Last night, my middle son played a baseball game in Jackson. I couldn’t resist snapping a picture of him standing on second base with his last name on the scoreboard. This got me thinking about other places I’d been that bear my last name.
- Skiing down Jackwacker, a black diamond run in Colorado.
- Walking down Wacker Drive in Chicago.
- Reading about this iconic Midwestern street in a handful of novels over the years.
This journey down memory lane sparked a rabbit-hole google search, as I am wont to do. There, I found a dark underworld of writing that happens less than ten hours from us. As it turns out, Chicago is a literary hotbed.
Here’s a blurb from Julie Hyzy, a New York Times bestselling and Anthony Award-winning author, as found on Crime Reads, a website that covers all things bookishly criminal.

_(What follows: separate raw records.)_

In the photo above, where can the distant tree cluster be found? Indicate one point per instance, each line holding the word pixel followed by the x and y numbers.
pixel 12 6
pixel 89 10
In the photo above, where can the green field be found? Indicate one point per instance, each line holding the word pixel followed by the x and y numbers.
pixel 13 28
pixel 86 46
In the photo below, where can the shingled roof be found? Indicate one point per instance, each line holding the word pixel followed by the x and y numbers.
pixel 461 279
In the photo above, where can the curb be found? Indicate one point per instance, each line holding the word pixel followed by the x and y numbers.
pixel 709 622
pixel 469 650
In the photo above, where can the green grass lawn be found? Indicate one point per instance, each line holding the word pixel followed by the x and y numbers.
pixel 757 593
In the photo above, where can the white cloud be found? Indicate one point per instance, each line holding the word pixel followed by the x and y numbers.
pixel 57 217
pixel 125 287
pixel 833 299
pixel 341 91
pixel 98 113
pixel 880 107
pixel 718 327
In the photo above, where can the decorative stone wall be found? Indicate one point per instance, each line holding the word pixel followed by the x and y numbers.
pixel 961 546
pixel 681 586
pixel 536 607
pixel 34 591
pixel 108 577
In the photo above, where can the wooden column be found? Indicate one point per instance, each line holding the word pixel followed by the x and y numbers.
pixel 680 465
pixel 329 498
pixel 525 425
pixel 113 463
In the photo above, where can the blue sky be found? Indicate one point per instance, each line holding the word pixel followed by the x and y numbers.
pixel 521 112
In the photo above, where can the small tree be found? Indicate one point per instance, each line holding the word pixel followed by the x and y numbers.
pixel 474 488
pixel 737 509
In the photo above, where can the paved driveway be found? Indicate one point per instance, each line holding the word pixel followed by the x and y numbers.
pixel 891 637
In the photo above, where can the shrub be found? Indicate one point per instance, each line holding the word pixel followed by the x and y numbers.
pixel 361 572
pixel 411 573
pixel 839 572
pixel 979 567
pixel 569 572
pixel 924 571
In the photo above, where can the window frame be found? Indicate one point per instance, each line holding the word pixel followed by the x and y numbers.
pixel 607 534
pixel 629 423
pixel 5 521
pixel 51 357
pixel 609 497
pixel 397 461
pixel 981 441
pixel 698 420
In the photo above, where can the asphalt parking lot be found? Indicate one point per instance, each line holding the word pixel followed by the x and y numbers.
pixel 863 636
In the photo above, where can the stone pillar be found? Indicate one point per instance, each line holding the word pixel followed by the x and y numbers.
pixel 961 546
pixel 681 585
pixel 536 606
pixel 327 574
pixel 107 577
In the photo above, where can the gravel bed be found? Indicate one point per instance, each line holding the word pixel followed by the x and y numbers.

“Whether the setting is an alley behind a four-star hotel, or a shadowed corner of Lower Wacker Drive; whether our character is a greasy politician, or a newbie teacher in a troubled school, Chicago is the city that never stops giving.”
Just for fun, let’s find out who writes (wrote) from Chicago that you might know:
- Sara Peretsky: Crime/Mystery author
- Gillian Flynn: Psychological Thrillers
- Sandra Cisneros: Poet (books available as a book club kit)
- Ernest Hemingway: Classics
- Gwendolyn Brooks: Pulitzer Prize Winner
- Shel Silverstein: Beloved Children’s Lit
- Edgar Rice Burroughs: Think Tarzan
- Scott Turow: Legal Thrillers (many of which have been made into movies)
If you’re in the mood for great nonfiction, give Devil in the White City: Murder, Magic, and Madness at the Fair that Changed America by Erik Larson a try. This historical account shows the perfect intersection of America’s alleged first serial killer and the Chicago Word’s Fair of 1893.
Without too much effort and a quick trip to your local library, you can journey to the slopes of Keystone or amble across a bridge on Wacker Drive. Without any practice time or any talent, you can even play ball at Wrigley Field.
With a good book, nothing is impossible and no place is too far!